I'm nowhere near fifty yet, but as Becky leans in towards me, with her hand on my knee, and about twelve guys play Aliens vs. Predator 2 on the six computers in my house, I'm wondering if maybe this is what he was talking about. Time was I would have spent hours on end with this girl if there was even the remotest possibility of sex. How many drawn-out evenings have I had long after I should have gone home? How often have I stayed at a party till some ungodly hour hoping a particular girl would keep talking to me and maybe come home with me? How many hours on how many bad dates have I endured based on the gruel-thin prospect that there might be sex at the end of the whole awkward tunnel?

But now I'm wishing I was back home with Trevor and everyone else. Becky and I can go out another night and, sure, it might be fun, but there just aren't any fireworks here now. It must mean something that this decent looking girl has her hand is on my leg and I'd rather be with my buddies. Am I old? Am I obsessed? Am I getting more mature or is this some pre-pubescent regression to boyhood make-believe? And are the three races really balanced? I mean, if the predator can cloak, won't he always have an unfair advantage?

There's a walk to her front door, where Becky's sister sticks her head out to ask Becky how to check the VCR to see whether Will and Grace got taped. After that, I chicken out and don't kiss her. The efficient alien has to be patient. He waits and watches. He doesn't move until the right opportunity presents itself. He knows it's better to take his time rather than to act too soon.

"So, yeah, I guess it went pretty well. She wanted to come over here afterwards," I'm telling Trevor.

"To Shoot Club? You mean she's into gaming? How cool is that?" Trevor's trying to crawl up the wall, but he gets confused and ends up trapping himself in a corner.

"No, she doesn't know about Shoot Club. She just wanted to come over."

"So you think you could have had some of that?" Trevor asks, half turning in his seat to talk to me while he scuttles around on the ceiling, trying to get his bearings, "Stop fucking shooting me! I'm hearing about his date!" Trevor pounces at one of the Marines and soars over his head.
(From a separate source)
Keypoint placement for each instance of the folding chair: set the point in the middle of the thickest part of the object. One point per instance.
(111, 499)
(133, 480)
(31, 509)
"...then stop trying to jump down on us from the ceiling..." Peter says from the other room, using a grenade to blow Trevor into a mass of acid goo.

"You missed him," I say, "But that's not what I meant. I just think she was interested. We're going out again this weekend."

"Hey, cool. You need me to come along in case her sister is there?"

"Her sister's leaving town tomorrow."

"Man, that's too bad. Hey, check this out." Peter is popping off grenades to test how the different ones work. Trevor creeps up behind him and lines up an attack. He jaws shoot out and snap off Peter's head. "Cool, huh?"

"Hey you told me you were hearing about his date!" Peter yells from the other room.

"We mostly come out at night," Trevor cackles, "Mostly." He sits me down and shows me the controls and for the rest of the night, I don't even think of Becky's hand on my leg.